If there was a business requirement to make copies of copies of copies,
people would have done it. But there wasn't, and it was stupid and costly
and so they didn't.

With email, it's less costly, but it's equally stupid. Email programs
reduce the cost of making and posting those photocopies to essentially
zero, at least zero for the person pressing Send.

It might be almost free for the sender, but it's still stupid. Nobody
looks at those deep email trails. When you want to find out the order of
correspondence, you sort your mail folder by Thread or by Date and look
at it there, not by trying to interpret the copies of copies of copies of
past discussions. Nobody uses them. They just bulk up email and get in
the way of communication and make searching for relevant emails harder.

I've had to dig through email archives for legal purposes, looking for
evidence in legal cases, and having to read past copies of copies of
copies of copies (down to ten or twelve levels deep!!!) makes the process
much, much, much harder than it should be.

Top posting in and of itself is not always bad. But the practice of
leaving copies of copies of copies in the body of the email is beyond
stupid.

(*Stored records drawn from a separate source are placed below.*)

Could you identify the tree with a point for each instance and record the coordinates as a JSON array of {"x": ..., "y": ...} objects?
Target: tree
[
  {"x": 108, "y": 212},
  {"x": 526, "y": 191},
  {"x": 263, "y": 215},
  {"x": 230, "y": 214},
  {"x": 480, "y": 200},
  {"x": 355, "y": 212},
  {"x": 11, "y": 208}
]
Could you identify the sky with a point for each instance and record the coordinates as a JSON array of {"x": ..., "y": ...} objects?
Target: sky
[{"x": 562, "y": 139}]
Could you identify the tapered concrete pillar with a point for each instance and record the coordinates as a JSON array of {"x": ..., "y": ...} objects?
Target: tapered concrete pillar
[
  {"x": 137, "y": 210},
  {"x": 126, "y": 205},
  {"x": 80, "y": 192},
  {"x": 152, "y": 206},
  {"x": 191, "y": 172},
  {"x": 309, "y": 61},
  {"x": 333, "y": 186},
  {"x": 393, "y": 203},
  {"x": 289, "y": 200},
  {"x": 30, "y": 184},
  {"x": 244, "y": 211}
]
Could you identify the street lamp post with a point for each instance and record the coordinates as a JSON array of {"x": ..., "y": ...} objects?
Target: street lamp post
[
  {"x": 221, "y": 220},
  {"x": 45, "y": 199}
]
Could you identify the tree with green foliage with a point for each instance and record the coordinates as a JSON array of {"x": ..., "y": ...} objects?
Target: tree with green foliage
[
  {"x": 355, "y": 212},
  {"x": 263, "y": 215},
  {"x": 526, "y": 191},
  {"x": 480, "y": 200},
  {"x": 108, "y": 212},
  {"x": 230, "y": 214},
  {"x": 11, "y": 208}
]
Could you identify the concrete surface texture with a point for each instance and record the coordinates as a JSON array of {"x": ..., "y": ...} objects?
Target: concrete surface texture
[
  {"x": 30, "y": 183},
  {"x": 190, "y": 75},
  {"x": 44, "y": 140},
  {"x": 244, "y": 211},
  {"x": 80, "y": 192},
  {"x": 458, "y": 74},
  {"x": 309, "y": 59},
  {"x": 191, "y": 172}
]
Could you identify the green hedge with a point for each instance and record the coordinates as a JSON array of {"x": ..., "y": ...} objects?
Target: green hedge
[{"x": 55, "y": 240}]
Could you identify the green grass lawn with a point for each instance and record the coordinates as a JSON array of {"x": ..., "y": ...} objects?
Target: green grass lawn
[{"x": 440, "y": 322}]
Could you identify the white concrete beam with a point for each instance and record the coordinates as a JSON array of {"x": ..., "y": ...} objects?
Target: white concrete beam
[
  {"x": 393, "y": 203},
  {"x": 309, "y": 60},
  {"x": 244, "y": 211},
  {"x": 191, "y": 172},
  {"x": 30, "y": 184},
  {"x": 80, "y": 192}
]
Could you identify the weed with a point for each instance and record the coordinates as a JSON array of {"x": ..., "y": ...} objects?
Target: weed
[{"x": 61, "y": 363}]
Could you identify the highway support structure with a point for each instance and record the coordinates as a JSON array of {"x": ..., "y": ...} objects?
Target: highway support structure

If they were *attachments* that could be ignored when printed,
that would be *almost* sane, but putting them in the body of the email is
insane.

Not to mention that frequently
corporate email is more like slow instant messaging; I need less context
(e.g. conversation history) and get all the information I need from
what the sender is writing.

In my experience, if you ask a question in corporate environments by
email, you're lucky to get an answer within a day. Slow indeed.